Roxy mengerutkan wajahnya lucu. "Ya dong. Sekali-kali liburan ke luar kota, gak ada salahnya." Aku menatapnya. Kurasa aku memahami kenapa dulu ia menatapku dengan pandangan minta maaf. Mungkin Mirza sudah mengatakan yang sebenarnya... atau yah, kepekaan Roxy sendiri yang membuatnya begitu. Namun, tetap saja. Aku tidak bisa meluapkan kemarahanku padanya. Bukan dirinya yang salah. Atau Mirza. Aku hanya tidak tahu harus berbuat apa.
"Kok pada diem-dieman gini? Ayo, kamu mandi sana, Kil. Terus ajak kita jalan-jalan, tadi aku udah minta ijin sama bosmu buat nemenin kita. Kita juga udah mandi di terminal tadi, bayangin aja. Si Roxy sampai bergidik lihat kamar mandinya. Tapi yah, demi persahabatan... apa sih yang enggak?" cerocos Jihan lagi.
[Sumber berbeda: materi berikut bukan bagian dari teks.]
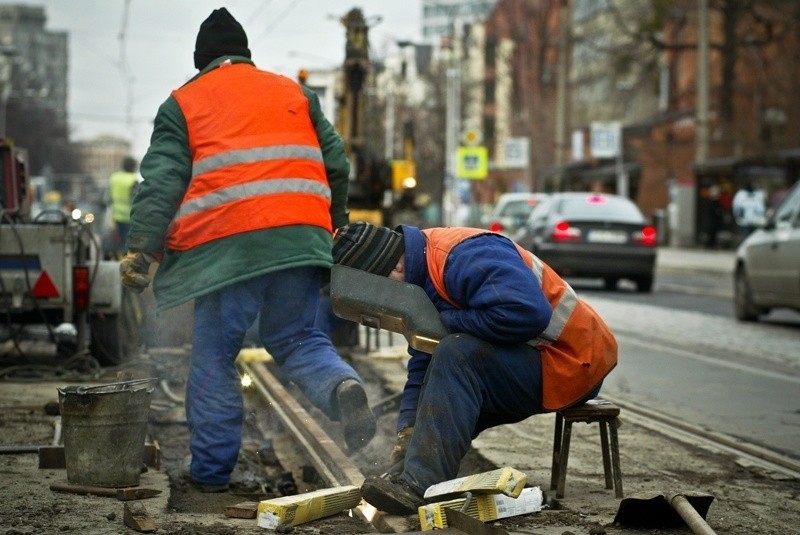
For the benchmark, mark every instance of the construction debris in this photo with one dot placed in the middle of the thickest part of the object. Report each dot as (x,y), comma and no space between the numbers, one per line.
(137,517)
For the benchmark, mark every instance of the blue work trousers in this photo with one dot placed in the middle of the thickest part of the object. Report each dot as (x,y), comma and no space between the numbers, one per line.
(287,301)
(470,385)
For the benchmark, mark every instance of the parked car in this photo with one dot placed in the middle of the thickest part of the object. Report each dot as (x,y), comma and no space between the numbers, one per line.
(767,273)
(593,235)
(511,212)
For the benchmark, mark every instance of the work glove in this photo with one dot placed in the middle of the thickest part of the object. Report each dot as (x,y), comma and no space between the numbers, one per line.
(401,446)
(134,271)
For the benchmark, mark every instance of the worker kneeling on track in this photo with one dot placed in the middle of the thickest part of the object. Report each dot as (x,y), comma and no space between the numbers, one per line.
(230,231)
(521,343)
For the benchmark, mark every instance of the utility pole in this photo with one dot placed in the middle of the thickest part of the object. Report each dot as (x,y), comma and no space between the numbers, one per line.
(565,16)
(702,104)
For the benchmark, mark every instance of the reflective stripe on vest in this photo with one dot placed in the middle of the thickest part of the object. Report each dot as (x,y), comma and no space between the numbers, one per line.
(300,152)
(562,311)
(257,163)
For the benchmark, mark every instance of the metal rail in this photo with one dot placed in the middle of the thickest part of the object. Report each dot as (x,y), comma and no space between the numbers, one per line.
(328,459)
(674,427)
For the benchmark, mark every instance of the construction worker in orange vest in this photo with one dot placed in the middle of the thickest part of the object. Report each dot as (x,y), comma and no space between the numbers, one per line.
(521,343)
(243,184)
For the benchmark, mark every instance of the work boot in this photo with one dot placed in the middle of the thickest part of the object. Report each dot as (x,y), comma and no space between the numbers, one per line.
(358,422)
(391,495)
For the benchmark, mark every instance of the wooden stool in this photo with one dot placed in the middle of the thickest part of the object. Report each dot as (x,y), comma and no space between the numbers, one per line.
(597,411)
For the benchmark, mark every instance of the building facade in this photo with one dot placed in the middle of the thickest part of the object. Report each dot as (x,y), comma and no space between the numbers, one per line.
(34,60)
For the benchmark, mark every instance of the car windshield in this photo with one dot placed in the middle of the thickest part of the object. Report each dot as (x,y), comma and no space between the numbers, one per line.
(600,207)
(518,209)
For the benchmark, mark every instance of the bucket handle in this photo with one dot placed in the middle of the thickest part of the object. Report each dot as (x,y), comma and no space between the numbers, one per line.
(123,385)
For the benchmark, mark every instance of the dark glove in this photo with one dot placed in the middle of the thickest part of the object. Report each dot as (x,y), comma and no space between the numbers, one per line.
(134,271)
(401,446)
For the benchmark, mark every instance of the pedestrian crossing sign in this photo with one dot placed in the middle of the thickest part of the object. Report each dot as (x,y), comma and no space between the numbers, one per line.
(473,163)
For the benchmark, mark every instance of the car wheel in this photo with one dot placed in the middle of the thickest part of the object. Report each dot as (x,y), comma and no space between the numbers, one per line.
(745,308)
(644,284)
(610,283)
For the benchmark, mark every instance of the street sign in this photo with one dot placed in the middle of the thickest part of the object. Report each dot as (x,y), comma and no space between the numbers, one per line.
(515,153)
(473,162)
(606,139)
(472,137)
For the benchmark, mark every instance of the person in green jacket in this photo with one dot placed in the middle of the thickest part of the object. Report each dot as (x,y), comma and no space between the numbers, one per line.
(243,183)
(121,187)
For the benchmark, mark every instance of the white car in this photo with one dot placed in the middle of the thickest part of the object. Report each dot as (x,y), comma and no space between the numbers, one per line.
(767,273)
(511,212)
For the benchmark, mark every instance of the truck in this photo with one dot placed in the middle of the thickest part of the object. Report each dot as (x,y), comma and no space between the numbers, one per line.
(55,287)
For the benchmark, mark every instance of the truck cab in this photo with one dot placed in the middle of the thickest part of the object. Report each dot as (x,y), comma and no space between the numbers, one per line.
(54,286)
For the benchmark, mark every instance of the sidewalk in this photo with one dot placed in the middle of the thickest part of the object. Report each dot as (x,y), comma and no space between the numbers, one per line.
(696,260)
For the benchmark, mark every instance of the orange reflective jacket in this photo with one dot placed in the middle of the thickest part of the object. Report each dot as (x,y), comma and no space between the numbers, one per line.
(577,347)
(256,160)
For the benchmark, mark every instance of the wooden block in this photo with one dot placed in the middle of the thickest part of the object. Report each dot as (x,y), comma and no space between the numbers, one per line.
(137,517)
(242,510)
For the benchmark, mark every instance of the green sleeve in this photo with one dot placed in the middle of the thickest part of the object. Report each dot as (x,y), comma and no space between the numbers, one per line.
(166,170)
(337,166)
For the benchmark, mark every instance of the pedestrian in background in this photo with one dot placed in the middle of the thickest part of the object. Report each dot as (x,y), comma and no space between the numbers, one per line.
(521,343)
(121,189)
(244,182)
(749,209)
(712,215)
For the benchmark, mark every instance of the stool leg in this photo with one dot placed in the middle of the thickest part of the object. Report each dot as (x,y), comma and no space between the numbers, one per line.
(606,456)
(615,460)
(563,459)
(556,451)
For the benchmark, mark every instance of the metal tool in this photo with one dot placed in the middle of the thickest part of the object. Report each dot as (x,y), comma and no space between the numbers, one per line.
(124,494)
(666,511)
(384,303)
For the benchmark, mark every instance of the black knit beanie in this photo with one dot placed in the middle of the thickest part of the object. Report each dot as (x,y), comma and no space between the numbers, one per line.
(220,35)
(364,246)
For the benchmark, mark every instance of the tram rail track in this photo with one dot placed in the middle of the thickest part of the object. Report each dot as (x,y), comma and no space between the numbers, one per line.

Aku tersenyum. Bagaimanapun, aku terharu mereka datang saat ulang tahunku. Menjadi penguatku, bahwa walau mungkin perjalanan cintaku masih terlalu jauh dan terjal untuk menemukan peraduannya, tapi aku akan selalu punya mereka. Dan itu merupakan kado berharga.
Teh Kiran mulai mengeluarkan oleh-olehnya dari Bandung. Dia dan Jihan sibuk berbagi cerita mengenai perjalanan mereka. Sementara Roxy, saat menatapku lagi, ia tersenyum tulus.
"Be happy," bisiknya. Aku mengangguk. Tanpa bicara, kami saling menyampaikan pesan. Dan aku tahu, dia sama sekali tidak berniat menganggapku tidak penting. Aku merasakan ketulusan yang terpancar dari matanya. Entah, bagaimana kelanjutan hubungannya dengan Mirza, apakah suatu hari mereka akan bersama atau tidak, aku hanya bisa berpasrah dan merelakan. Mungkin saja suatu hari Mirza akan menemukan gadis lain, atau berpaling padaku, aku hanya bisa menduga. Namun untuk saat ini, aku bahagia karena aku memiliki sahabat-sahabatku untuk bersandar.
Aku menghela nafas. Dan dengan meneguhkan hati, ku berdoa semoga kami akan mendapatkan kebahagiaan kami masing-masing. "Happy Birthday, Gokil!!!"